詩の感想・批評や映画の感想、美術の感想、政治問題などを思いつくままに書いています。

中井久夫訳カヴァフィスを読む(152)        

 「紀元前二〇〇年」は何を書いているのだろうか。

「フィリッポス王の子アレクサンドロスおよびギリシャ人、ただしスパルタ人を除く……」

ようくわかる。
スパルタ人はこの文句を全く気にしなかった。
この「スパルタ人を除く」を。
むろんだ。スパルタ人は高等小使じゃない。
命令されてあちこち連れまわされる人間じゃない。
さらにだ、スパルタ王の率いない全ギリシャ遠征軍なんて
お笑いだ。
むろんだ、だから「スパルタ人を除く」なのさ。

 ギリシャを勝利に導く「スパルタ人」こそ「ギリシャ人」。わざわざ「スパルタ人」という必要はない。だから「スパルタ人を除く」を気にしない。
 ギリシャ人はギリシャ人で、これを逆手にとって「ギリシャが勝ったのだ」という。
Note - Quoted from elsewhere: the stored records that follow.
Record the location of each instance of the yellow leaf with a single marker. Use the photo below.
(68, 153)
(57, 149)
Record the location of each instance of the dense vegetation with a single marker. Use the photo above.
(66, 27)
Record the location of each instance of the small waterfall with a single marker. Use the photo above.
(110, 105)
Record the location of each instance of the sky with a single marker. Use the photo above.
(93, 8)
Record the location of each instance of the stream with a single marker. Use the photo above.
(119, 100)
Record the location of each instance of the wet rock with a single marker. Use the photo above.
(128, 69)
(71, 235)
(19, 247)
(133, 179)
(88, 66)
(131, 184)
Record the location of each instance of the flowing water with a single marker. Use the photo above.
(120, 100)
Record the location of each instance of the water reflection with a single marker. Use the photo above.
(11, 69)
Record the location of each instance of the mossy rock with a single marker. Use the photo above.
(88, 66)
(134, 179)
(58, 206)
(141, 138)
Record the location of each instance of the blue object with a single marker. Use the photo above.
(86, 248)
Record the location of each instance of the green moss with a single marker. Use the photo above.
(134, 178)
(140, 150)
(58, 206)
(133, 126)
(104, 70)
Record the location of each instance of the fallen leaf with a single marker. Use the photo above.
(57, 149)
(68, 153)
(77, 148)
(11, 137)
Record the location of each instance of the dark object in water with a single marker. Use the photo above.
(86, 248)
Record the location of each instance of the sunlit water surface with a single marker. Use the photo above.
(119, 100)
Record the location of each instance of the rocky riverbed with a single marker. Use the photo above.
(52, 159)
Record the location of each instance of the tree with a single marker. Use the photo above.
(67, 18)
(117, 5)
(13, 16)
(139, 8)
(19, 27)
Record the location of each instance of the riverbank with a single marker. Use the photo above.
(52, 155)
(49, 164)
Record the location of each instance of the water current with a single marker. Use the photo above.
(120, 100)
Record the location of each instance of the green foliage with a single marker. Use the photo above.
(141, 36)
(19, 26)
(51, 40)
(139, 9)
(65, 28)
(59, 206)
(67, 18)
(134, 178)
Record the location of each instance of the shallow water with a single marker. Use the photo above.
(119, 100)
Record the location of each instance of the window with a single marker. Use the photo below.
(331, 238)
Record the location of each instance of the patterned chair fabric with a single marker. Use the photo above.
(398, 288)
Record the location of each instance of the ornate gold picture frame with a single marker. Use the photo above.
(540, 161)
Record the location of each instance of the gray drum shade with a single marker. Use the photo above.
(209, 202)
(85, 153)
「スパルタ人が」とは言わない。戦そこで「スパルタ人を除く」というおふれが出る。「スパルタ人」はギリシャ人だ。
 スパルタ人は、その「論理(屁理屈)」を気にしない。人が自分のことを「スパルタ人」と呼ぼうが「ギリシャ人」と呼ぼうが関係がない。「スパルタ人」こそが戦争を勝利に導いている、戦争を勝利に導くのが「スパルタ人」であるという自負かあるのだろう。
 だが、それをいいことに、次々と戦争に勝ちながら「スパルタ人を除く」を繰り返す。そして世界が「ギリシャ語」に制覇されていく歓喜に酔う。世界をギリシャ語が支配していく喜びに酔う。

我等の一頭地を抜いた覇権、
正義のもとに統合された柔軟な政策、
我等の共通ギリシャ語、
こういうものをバクトリア、インドまで運んだ我等。

こうなったらスパルタ人など、誰が問題にするか!

 その果てに、突然、「スパルタ人を除く」が消えてしまう。「スパルタ人」がいなくなってしまう。すべてがギリシャ語を話すがゆえに「ギリシャ人」になってしまう。しかし、そうなるとこんど戦争があったときはどうなるのだろう。誰がギリシャを勝利に導くのか。ここに、敗戦の「予兆」のようなものが書かれている。